The Dubai Metals and Commodities Center (DMCC), launches the sale of gem manufacturing units in late April with a help from Dubai Islamic Bank (DIB) offering prospective buyers a special flexible medium-term finance package that could cover up to 75 percent of the total cost. This is the second phase of a three-phase project whose first phase took off with the sale of gold refinery projects last year and the third phase, to be ready by 2005, will focus on trading where official exchange for bullion, commodities and diamonds will be set up.
DIB’s financing scheme – Al Siyagha (goldsmith) – will offer loans of up to one million UAE Dirhams – approximately 300,000 US$ -- with a repayment period of two to six years.
Tawfique Abdullah, CEO of DMCC, said the center is anticipating a positive response from the jewelry industry.
The international and local jewelry, diamond and precious stone manufacturers have now the opportunity to operate their manufacturing units at Dubai Metals and Commodities Center that also offers accommodation facilities for the staff of registered manufacturers.
On commodities, DMCC appoints Dr.

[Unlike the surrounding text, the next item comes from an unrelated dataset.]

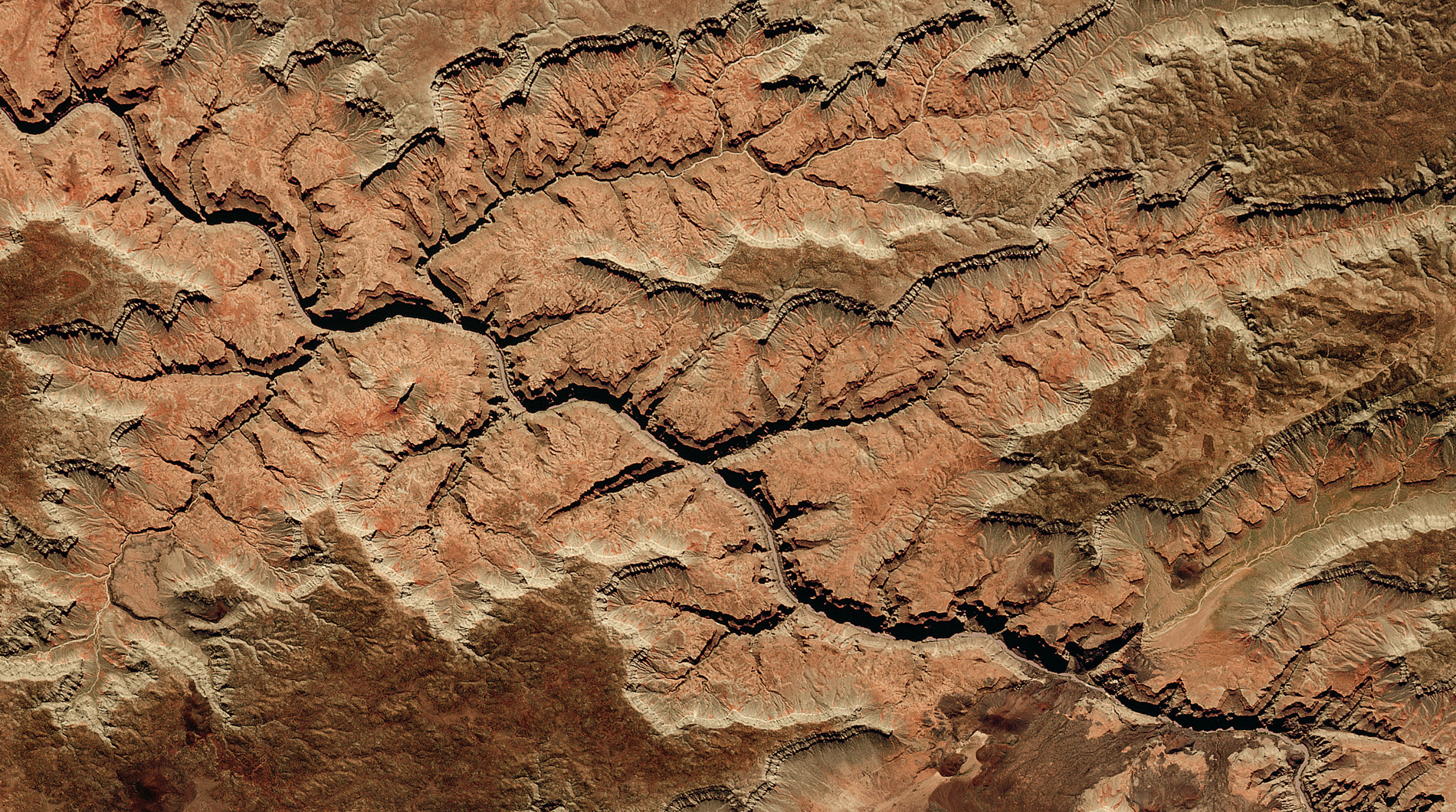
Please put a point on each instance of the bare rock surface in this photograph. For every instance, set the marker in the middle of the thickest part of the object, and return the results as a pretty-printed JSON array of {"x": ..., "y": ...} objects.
[{"x": 792, "y": 405}]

David Rutledge as executive director of Commodities. Rutledge will be responsible for the whole spectrum of commodities activities, with an initial principal focus on building relationships with key players in the field and developing the commodities business plan to its next level.
DMCC offers the residents many incentives including a secure regulated environment, special freight rates, a fifty-year tax holiday, and the only UAE free zone authority offering property ownership.
The center is located on Dubai-Abu Dhabi freeway – Sheikh Zayed road – with close proximity to Jebel Ali Port. Plots of land have also been allocated fro the larger manufacturing units and refineries.